Sundance: “MURDER IN BIG HORN”
Razelle Benally and Matthew Galkin’s harrowing “Murder in Big Horn” sounds an alarm, one that has been going off for decades. So many Indigenous women and young girls from the Cheyenne and Crow Nations have vanished from Montana’s Big Horn and surrounding counties; an area that has been dubbed the most dangerous place for Indigenous women in the U.S.
As one woman says, “I fear for my daughter. Just being a woman makes her a target.”
These crimes happen so regularly, they have their own acronym, MMIW (Missing and Murdered Indigenous Women).
Women of the area, both older and younger, regularly go missing and usually end up dead, with no explanation, very little investigation and even less media coverage.
To the police and F.B.I., every single Native American girl that turns up dead seems to die from the elements. Several experts explain how a dead body left outside more than one day would not be found intact in that part of the country, due to the large amount of wildlife. Their findings continue to fall on deaf ears.
“Murder in Big Horn” is a sharp, focused documentary. The film examines the long and sickening history of the American government’s neglect and active suppression of the Native American peoples (an evil that has plagued their culture since colonization) and how it links to the missing and murdered women of today.
Directors Benally and Galkin connect law enforcement’s disregard of the Indigenous populations to the first reservations. When the U.S. Army unlawfully put the Indigenous people on reservations, it wasn’t for their safety. It was to keep them down and to break their spirit. This way of thinking doesn’t go away, it’s passed down through generations, Indigenous people are to be ignored as it goes.
This country was born of a significant and ongoing devaluation of the Indigenous populations by the government and its authorities.

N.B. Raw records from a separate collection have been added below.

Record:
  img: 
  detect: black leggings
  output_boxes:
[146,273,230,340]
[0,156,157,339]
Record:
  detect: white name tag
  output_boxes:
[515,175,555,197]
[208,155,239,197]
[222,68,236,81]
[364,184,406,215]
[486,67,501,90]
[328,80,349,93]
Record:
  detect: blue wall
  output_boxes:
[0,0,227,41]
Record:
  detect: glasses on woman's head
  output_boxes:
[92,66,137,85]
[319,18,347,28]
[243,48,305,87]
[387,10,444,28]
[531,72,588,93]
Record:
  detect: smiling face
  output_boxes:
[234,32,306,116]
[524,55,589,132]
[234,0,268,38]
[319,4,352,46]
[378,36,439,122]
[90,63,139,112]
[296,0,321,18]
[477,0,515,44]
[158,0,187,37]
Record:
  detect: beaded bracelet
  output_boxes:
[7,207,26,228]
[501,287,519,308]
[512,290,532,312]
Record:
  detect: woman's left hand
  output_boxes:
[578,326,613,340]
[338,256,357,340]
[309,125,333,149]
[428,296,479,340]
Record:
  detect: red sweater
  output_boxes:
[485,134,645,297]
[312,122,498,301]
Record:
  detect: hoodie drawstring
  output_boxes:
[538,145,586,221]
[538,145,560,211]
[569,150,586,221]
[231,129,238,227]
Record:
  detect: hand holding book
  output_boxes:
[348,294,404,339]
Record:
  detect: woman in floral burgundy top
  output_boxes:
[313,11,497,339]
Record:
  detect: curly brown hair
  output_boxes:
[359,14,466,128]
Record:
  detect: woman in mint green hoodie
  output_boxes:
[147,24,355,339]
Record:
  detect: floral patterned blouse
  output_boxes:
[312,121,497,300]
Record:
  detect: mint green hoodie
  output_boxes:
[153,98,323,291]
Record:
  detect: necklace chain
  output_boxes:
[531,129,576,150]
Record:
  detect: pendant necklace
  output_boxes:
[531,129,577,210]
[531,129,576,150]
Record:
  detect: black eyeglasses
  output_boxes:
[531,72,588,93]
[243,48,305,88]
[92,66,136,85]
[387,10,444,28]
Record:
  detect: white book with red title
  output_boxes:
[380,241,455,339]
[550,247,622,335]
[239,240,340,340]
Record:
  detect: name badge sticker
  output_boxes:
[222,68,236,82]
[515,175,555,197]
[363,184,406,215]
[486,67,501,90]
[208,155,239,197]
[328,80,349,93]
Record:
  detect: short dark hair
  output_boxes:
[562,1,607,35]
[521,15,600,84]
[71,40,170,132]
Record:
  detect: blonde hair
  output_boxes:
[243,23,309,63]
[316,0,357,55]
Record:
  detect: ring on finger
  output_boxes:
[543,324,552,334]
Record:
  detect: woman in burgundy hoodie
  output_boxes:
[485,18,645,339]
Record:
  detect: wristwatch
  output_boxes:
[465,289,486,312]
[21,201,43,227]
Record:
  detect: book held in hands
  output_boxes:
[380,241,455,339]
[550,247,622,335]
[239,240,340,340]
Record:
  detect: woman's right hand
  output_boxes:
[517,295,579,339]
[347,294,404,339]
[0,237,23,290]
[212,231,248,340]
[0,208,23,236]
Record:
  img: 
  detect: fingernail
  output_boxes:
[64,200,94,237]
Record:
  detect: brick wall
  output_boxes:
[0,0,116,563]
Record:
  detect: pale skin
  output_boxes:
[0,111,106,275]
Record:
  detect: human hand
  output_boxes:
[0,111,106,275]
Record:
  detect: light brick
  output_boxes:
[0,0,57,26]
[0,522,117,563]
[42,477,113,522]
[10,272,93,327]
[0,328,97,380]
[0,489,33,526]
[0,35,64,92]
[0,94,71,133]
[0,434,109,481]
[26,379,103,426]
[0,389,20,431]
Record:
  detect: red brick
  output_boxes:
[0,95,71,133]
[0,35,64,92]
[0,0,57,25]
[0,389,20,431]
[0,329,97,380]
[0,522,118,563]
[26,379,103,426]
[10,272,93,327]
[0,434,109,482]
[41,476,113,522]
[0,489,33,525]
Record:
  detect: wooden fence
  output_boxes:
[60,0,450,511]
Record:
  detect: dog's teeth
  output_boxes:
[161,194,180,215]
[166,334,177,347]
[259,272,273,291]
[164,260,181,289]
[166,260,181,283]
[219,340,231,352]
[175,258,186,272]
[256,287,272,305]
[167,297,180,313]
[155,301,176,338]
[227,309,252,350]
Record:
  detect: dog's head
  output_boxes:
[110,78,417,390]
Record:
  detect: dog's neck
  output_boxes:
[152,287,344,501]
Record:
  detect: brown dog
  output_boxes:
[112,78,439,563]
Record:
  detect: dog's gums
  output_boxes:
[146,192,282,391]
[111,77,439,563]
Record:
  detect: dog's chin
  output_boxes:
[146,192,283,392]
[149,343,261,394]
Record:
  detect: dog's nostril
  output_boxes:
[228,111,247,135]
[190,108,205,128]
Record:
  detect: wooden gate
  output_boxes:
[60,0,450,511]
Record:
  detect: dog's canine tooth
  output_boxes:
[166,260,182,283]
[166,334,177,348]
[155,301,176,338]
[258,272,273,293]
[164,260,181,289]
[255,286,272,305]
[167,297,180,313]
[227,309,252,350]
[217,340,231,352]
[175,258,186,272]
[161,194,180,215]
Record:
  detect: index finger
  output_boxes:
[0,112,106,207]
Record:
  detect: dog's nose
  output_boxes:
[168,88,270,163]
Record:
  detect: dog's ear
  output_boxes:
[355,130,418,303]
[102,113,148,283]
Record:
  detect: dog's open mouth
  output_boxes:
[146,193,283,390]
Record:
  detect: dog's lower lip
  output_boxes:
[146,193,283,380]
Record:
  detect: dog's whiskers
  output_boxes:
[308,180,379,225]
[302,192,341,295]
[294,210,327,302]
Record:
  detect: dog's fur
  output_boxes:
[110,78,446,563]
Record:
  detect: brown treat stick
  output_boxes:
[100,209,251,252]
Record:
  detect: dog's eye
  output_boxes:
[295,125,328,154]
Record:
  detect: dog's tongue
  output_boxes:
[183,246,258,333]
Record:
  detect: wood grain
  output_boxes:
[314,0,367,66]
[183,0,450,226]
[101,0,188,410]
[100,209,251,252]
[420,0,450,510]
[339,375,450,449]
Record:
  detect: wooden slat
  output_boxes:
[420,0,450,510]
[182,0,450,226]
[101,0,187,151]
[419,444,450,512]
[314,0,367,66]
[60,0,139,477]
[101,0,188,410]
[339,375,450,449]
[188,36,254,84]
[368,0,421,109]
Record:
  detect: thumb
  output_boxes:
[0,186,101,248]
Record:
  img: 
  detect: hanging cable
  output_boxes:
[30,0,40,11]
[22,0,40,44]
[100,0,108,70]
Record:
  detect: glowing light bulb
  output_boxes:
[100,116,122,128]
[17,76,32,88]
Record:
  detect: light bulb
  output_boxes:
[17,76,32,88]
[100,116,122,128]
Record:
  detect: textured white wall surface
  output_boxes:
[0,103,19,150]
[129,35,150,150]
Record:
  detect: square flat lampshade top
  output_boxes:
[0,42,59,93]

Told exclusively through the perspective of those involved (the families, Native American journalists, and local law enforcement officers), the documentary aligns itself with these families and their community, trying to shed light on (and perhaps help solve) the unanswered mysteries of the missing and the murdered.
The film shows the many ways the U.S. government (through its disregard for land rights) continues to marginalize our country’s original people. So many of its bills and policies are an affront to our Native American populations.
The film shines a light on the hypocrisy of the media, also, when it comes to missing women. There are many cases of young women who go missing. When the victims are White, their stories almost always become nationwide news. Rivers are dragged. The entire state is searched. All resources are used to their full potential.
When the victims are Native American, there is rarely (if any) coverage and even less help. This is the gut-wrenching truth that must be rectified.
The Native American families justifiably hound local authorities for answers, but their pleas too often fall on deaf ears. Arrests in these cases are rare, and convictions are virtually nonexistent.
The heartbreaking link between the parents of the missing women is the sentence too often repeated, “I don’t know who to ask. I don’t know where to turn.”
It took the 2020 disappearance of sixteen year-old Selena Not Afraid to finally earn national media attention, pressuring the police to take deeper steps in the investigation. This is not enough.
There is a significant lack of response from law enforcement. Even with the victims who are found (always dead), the police do nothing to investigate. The families and friends of the missing and murdered are forced to stand alone in their fight for justice.
As a mother of one of the missing girls tells the camera, “These cases are not ‘True Crime’ cases. These are our relatives.”
“Murder in Big Horn” humanizes the victims and their families, giving them a voice. Each victim was a part of a community. Each had family and friends who loved them.
Their lives meant something.
It is tragic to know we live in a country where violence against the Native American people is an accepted occurrence. As one lawyer states, “No one in law enforcement bats an eye at it.”
As the film shows, it is (and always has been) racism that fuels the authorities’ indifference to the crimes that take place against Native Americans. There is no other explanation.
This detachment allows for an almost open season on the Indigenous women of the area. The film explains how Montana’s proximity to the Canadian border makes the area a haven for human trafficking.
The documentary series argues for mainstream attention on the MMIW movement. Everyone, especially the police and the F.B.I. should be on the frontlines.
As director Benally says of the film, “We need advocates for those who cannot advocate for themselves… We need to give these communities and victims a voice.”
The Native American culture has only its youth to carry on their traditions and do their best to overcome centuries of oppression. The beauty of their way of life must endure.
Truly, the purposeful lack of concern from law enforcement is the beast that is killing the beauty.
The three-part series makes its debut on Showtime and On Demand Friday, February 3rd.
The 2023 Sundance Festival started on January 19th and ends today.